Schade. Ich existiere im Web also nicht. Zumindest nicht in Echtzeit. Oder sie ist für Deutschland noch nicht vorgesehen. Oder ich habe „Echtzeit“ falsch verstanden. Kann ja durchaus auch sein. Denn bei der normalen Web-Suche bin ich mit meinem Posting dabei:

Spikymarry Echtzeitsuche

Nun denn. Ich habe noch ein paar andere „Tests“ unternommen, die mich allesamt nicht haben vor Freude aus dem Hemd springen lassen. Zum Beispiel habe ich unter meinem Vor- und Nachnamen und der Einstellung „News“ gesucht und einen Treffer erhalten – bei Google gab’s zwei. Immerhin 100 Prozent mehr. Als Herausforderer darf man sich so etwas natürlich nicht erlauben, vor allem dann nicht, wenn man laut eigenen Angaben bei seiner Suche auch auf den Google-Pool zurückgreift. Zudem gefällt mir die Sortierung der Suchergebnisse nicht so gut. Leapfish sortiert die Ergebnisse der Suchen beispielsweise nach Web, Twitter, Videos, Blogs, Bildern und so weiter, ein Ranking findet dann in den einzelnen Rubriken statt. Wer beispielsweise nur nach Themen innerhalb eines bestimmten Web 2.0-Bereichs sucht, kann damit schneller fündig werden. Für ein allgemeines Herantasten an ein Thema ist dies jedoch recht umständlich. Ich würde beispielsweise erwarten, dass unter ‚Spikymarry‚ als erstes mein Twitter-Account angezeigt wird – wie das bei Google auch der Fall ist. Stattdessen führen die ersten beiden Ergebnisse zu meinen Twitter-Stats auf twittercounter.com. Für weitere (negative) Eindrücke solltet ihr ReadWriteWeb besuchen. Für positive Eindrücke müsst ihr selbst sorgen und Leapfish mal testen. Vielleicht gefällt’s euch ja. Es gibt definitiv ein paar Feature, die nicht uninteressant sind (zum Beispiel die direkte Verbindung zu eurem Facebook– oder Twitter-Account).

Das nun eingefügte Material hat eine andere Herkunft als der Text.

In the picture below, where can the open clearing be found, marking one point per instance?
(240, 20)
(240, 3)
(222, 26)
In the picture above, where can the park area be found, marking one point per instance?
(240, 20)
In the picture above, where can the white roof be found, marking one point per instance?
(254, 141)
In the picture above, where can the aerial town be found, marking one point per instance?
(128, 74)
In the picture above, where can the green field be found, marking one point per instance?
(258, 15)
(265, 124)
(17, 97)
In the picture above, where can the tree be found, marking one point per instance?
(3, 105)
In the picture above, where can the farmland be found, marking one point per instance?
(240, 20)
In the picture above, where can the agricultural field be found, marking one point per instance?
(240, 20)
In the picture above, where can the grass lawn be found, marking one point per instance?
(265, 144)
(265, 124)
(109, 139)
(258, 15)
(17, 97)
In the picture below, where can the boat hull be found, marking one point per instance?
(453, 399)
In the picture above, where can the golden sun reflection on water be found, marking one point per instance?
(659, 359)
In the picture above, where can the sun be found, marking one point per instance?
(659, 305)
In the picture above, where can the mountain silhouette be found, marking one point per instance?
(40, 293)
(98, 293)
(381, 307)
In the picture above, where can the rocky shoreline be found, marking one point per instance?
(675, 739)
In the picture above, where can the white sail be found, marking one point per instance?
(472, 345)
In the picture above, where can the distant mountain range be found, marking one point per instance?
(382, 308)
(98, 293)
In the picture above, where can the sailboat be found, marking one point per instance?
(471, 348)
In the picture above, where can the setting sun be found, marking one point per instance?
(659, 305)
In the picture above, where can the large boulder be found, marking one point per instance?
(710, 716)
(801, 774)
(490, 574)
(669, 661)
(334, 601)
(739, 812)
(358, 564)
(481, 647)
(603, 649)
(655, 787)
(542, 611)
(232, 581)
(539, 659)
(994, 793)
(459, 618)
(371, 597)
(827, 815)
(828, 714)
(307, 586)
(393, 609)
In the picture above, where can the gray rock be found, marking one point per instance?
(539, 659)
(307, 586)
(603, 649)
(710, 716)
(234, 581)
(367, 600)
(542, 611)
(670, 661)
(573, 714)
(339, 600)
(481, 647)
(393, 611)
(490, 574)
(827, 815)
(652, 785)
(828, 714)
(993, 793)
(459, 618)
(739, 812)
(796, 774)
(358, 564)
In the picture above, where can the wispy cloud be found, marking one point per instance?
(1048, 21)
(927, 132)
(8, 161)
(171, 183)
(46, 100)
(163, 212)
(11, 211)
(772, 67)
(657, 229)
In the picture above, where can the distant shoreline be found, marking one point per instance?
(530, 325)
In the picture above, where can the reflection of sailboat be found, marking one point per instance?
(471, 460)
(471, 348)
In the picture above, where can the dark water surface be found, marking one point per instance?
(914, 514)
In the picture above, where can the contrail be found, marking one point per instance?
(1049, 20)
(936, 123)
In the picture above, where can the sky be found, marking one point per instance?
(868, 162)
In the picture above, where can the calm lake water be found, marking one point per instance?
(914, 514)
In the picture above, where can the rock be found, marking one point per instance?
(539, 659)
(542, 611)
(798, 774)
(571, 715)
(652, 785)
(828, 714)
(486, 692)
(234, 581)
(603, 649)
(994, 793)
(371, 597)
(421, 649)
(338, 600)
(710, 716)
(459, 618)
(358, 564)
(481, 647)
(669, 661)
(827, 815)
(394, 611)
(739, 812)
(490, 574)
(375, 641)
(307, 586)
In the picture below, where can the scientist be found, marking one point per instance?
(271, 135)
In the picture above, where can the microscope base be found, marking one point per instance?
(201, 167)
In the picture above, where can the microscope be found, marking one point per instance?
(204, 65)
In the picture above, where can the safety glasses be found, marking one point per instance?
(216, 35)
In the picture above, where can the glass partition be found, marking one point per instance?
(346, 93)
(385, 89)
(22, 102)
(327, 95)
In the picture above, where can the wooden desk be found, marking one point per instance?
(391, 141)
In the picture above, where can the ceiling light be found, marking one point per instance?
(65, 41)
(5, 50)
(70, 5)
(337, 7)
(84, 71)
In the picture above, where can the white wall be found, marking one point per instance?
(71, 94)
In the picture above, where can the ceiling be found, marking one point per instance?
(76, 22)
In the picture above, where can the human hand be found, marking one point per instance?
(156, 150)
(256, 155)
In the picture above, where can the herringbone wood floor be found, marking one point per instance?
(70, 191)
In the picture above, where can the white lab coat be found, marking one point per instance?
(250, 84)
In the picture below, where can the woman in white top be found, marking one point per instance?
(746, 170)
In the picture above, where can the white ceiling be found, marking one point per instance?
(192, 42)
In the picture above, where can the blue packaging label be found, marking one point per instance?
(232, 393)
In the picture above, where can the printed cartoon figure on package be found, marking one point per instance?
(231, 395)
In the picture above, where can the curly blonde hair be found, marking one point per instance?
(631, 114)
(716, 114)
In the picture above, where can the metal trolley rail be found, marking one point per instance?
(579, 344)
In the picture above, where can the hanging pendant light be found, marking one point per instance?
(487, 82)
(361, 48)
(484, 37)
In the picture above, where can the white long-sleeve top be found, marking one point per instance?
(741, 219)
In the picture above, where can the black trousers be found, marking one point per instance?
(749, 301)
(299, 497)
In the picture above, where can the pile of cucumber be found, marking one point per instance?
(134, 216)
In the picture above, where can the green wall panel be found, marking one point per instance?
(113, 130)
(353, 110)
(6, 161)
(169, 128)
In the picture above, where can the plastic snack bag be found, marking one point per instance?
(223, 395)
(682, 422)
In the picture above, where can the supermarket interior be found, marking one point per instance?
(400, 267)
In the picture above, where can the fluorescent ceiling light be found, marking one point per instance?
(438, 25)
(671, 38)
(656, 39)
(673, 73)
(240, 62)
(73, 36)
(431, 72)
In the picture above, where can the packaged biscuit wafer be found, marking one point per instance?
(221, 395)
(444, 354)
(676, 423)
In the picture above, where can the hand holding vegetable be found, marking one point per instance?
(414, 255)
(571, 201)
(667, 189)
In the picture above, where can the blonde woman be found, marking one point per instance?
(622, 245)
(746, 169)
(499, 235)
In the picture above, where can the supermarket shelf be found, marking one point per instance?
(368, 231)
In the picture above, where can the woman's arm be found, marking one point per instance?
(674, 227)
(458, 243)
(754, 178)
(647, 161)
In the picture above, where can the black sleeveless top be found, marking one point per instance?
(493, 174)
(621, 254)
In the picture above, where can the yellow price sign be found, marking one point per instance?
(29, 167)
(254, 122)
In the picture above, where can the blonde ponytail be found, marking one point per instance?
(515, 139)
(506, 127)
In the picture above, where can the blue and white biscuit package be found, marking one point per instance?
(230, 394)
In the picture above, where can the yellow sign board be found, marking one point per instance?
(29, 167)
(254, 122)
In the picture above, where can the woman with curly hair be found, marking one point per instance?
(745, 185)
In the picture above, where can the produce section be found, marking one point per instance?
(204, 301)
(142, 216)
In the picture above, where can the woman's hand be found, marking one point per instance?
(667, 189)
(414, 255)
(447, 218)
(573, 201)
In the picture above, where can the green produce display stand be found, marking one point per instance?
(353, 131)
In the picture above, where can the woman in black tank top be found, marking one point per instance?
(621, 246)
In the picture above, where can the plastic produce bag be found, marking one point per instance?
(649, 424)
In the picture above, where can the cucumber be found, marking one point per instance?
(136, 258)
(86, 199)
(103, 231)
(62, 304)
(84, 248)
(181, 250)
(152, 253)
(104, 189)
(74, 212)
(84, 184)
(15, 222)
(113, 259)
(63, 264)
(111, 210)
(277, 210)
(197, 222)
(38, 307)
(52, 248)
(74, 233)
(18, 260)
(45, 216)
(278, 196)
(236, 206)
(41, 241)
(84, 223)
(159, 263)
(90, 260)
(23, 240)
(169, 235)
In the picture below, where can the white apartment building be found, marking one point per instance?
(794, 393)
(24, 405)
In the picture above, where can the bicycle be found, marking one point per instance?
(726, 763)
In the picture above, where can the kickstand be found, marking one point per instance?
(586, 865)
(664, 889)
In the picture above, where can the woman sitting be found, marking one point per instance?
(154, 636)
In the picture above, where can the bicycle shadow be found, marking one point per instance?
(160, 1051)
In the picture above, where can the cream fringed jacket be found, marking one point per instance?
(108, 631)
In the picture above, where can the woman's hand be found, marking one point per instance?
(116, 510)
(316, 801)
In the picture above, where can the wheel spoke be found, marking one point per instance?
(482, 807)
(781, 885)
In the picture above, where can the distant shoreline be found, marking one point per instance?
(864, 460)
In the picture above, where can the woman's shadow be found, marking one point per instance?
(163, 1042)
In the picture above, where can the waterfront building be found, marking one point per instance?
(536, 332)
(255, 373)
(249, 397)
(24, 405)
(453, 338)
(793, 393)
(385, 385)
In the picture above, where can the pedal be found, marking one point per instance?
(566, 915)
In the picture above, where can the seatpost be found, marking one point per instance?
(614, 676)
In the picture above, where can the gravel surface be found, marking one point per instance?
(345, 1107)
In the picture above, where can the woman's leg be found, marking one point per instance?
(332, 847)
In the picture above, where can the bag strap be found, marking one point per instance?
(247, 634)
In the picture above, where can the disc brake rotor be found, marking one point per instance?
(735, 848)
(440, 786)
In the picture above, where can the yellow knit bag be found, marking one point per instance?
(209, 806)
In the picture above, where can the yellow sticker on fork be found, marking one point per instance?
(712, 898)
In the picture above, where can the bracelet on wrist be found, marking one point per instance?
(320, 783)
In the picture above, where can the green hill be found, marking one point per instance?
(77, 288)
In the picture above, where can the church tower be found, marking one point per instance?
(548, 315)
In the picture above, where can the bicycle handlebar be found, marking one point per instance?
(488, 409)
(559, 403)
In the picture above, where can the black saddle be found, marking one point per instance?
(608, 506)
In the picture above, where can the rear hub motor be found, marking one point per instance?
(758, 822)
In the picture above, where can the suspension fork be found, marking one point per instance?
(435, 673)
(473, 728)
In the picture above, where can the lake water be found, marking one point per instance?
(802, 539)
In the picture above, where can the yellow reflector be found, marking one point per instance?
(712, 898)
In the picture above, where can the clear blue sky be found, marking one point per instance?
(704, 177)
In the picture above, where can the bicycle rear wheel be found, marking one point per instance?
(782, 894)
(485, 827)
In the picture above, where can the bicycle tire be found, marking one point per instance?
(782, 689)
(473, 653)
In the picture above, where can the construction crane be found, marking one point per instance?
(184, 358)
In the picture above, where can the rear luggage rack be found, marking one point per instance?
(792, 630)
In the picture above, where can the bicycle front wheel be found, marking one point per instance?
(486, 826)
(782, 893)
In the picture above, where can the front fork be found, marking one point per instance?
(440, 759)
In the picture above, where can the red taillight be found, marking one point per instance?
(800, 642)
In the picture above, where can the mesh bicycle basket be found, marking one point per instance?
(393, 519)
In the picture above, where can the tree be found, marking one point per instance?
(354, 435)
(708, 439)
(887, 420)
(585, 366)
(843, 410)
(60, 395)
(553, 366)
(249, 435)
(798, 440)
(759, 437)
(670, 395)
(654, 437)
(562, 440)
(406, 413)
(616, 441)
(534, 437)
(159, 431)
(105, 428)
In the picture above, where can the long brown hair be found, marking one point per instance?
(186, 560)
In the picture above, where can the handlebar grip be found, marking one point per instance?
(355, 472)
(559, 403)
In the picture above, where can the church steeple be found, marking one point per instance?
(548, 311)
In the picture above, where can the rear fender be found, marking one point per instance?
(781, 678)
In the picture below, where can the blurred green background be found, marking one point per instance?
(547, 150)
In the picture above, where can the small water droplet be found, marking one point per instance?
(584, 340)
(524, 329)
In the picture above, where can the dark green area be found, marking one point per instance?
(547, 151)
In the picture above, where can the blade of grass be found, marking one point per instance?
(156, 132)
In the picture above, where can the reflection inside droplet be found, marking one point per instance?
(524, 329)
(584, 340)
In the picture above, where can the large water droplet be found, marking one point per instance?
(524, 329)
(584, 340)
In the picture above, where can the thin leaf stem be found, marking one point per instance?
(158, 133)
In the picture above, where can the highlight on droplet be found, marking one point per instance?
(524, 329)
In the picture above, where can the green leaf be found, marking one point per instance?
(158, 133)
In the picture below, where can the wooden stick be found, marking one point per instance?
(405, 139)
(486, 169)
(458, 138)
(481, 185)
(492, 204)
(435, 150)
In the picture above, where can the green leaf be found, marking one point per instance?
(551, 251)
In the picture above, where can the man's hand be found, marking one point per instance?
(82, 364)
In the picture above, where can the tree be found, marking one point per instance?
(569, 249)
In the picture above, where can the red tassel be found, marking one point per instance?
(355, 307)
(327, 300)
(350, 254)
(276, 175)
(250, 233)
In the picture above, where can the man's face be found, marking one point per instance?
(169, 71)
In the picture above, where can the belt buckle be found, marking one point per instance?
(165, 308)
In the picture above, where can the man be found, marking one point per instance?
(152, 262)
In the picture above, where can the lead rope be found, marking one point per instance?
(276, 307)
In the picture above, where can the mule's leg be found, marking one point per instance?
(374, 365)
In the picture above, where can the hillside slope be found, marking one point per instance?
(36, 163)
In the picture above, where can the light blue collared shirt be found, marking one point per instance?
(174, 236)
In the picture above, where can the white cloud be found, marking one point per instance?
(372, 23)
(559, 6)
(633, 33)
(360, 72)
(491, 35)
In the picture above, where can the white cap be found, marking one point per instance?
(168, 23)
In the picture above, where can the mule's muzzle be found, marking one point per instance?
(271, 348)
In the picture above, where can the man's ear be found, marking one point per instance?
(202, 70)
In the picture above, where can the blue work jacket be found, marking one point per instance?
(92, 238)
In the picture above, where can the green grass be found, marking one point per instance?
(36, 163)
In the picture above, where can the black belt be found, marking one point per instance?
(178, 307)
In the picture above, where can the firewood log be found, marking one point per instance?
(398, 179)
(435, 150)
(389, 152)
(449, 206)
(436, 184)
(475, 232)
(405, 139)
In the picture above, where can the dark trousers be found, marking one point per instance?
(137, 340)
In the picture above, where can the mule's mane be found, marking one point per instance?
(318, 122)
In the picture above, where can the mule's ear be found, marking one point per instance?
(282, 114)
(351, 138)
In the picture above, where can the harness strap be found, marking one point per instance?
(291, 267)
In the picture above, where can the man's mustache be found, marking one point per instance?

Nun gut. Es ist natürlich noch ein wenig früh, ein abschließendes Urteil abzugeben. Aber eines dürfte klar sein: Noch muss sich keine der etablierten Suchmaschinen davor fürchten, morgen seine Marktanteile an Leapfish zu verlieren. Aber völlig abgesehen davon, wie sich Leapfish noch entwickelt, mit einer Sache haben sie mich schon überzeugt: dem Video. Ich find’s geil.

(Marek Hoffmann)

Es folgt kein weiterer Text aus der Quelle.